Santa Cruz County History - Disasters & Calamities

Voices of the Heart: Preface
by Phil Reader

Perhaps the most ignored aspect of local history has been the health history of our community. It is an important field of study in that it provides a unique glimpse into the daily mechanisms of our predecessors. On a much larger level, medical researchers have probed national and international trends in vitality and well-being from a historical point of view in order to better understand the methodology behind the spread of a contagion. Genealogists, because they research people -not events, have long appreciated this prospective and have been able to draw correlations which extend from generation to generation. Certain gene pools are more susceptible to a given disease strain than are others. It "runs in the family", so to speak. Being aware of this family susceptibility, of course, makes it easier to take the necessary steps leading to prevention and cure.

This rule also pertains to society in general and various racial and social groupings in particular, the classic examples being the prevalence of Sickle Cell Anemia among those of Negro origins and the advent of the AIDS virus among those practicing certain lifestyles. A detailed examination into the past of a community can reveal events precipitating a health disaster. What were the sanitation conditions of the time? Or what were the personal hygiene habits of the citizenry?

We are all aware of the role plagues and epidemics have played in world history. The much storied "Black Death" or Bubonic Plague of medieval days has profoundly affected all of the historical epochs which have followed in its wake. This reoccurring scourge in both the oriental and occidental worlds literally changed the course of human history by "thinning out" the population and, in the long run, probably saved more lives than it took by easing the burden upon the world's future food supply. Deprivation, malnutrition, and starvation are widespread enough in our contemporary world with its staggering population levels but the statistics on hunger related deaths would be absolutely appalling had this natural "thinning" not occurred so long ago.
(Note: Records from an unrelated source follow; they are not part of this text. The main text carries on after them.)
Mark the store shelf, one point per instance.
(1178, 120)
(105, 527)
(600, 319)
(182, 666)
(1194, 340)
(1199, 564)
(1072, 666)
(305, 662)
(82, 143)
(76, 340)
However, on a personal level, the sorrow resulting from these "plague deaths" was devastating. But, at the very least, it can be said they were a shared sorrow. It was an experience held common in many households, therefore the mourning was communal and, to some small degree, the grief was diminished. But people tend to deal with the anguish of human mortality in a variety of ways. Some will meet it head on by quickly burying their dead, putting the dirges behind them, and getting back to the business of living. While others submerge themselves in religious ritual, taking comfort in the thought of an afterlife in a Heaven, Nirvana, or Valhalla.

Still another method is to verbalize the grief by putting pen to paper and expressing the emotions that are felt. These mourners have produced countless reams of poetry memorializing their loved ones and thereby relieving their own sadness. It is this last group of "mourners" that are the subject of this study - The poets and poetesses of death.